The Hydrogel Lacrimal Stent for Dacryocystorhinostomy: Preliminary Experience

Abstract

To present the results of dacryocystorhinostomy with the use of a newly designed hydrogel lacrimal stent for repair of acquired nasolacrimal duct obstruction. Noncomparative interventional case series. Twenty-three cases of acquired nasolacrimal duct obstruction confirmed by probing and irrigation underwent dacryocystorhinostomy using the hydrogel lacrimal stent. Tearing symptoms, functional endoscopic dye test, and anatomic appearance of ostia were noted at follow-up. Five of 23 ostia closed during the postoperative period (1-3 months), translating to a late success rate of 78.3%. The 5 failed cases were treated successfully with ostium revision, 1 case requiring 2 revisions.
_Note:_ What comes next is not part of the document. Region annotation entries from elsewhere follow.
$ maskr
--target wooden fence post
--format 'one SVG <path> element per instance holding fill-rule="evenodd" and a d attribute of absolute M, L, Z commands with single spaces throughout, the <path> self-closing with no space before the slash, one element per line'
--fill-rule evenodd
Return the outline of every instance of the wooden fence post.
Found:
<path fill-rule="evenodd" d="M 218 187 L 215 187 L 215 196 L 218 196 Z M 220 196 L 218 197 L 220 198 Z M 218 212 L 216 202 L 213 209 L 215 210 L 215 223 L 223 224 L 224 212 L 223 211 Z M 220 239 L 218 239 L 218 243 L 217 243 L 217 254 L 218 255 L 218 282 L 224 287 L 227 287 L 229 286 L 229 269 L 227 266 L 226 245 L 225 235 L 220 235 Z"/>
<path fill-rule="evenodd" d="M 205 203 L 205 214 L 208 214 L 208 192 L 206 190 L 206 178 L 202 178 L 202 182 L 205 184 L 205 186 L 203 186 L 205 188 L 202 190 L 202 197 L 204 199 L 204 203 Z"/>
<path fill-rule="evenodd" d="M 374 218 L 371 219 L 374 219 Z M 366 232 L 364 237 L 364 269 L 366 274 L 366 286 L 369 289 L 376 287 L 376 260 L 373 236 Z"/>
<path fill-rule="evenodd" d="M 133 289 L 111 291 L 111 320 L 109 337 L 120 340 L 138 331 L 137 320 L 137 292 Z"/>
All patients had endoscopic follow-up with a minimum follow-up of 6 months after stent removal. In the successful cases we noted a large, quiet ostium with good separation of the nasal septum and middle turbinate. Eleven cases (47.8%) had history of previously failed dacryocystorhinostomy surgery, chronic sinusitis, deviated septum, or maxillofacial surgery. There were no complications or reports of unusual pain or symptoms associated with the stent itself. Early experience suggests the hydrogel lacrimal stent is a well-tolerated, effective tool for dacryocystorhinostomy surgery after acquired nasolacrimal duct obstruction. The device may serve as a useful surgical tool by holding open the ostium, maintaining apposition of the mucosal edges, and decreasing the incidence of nasal adhesions.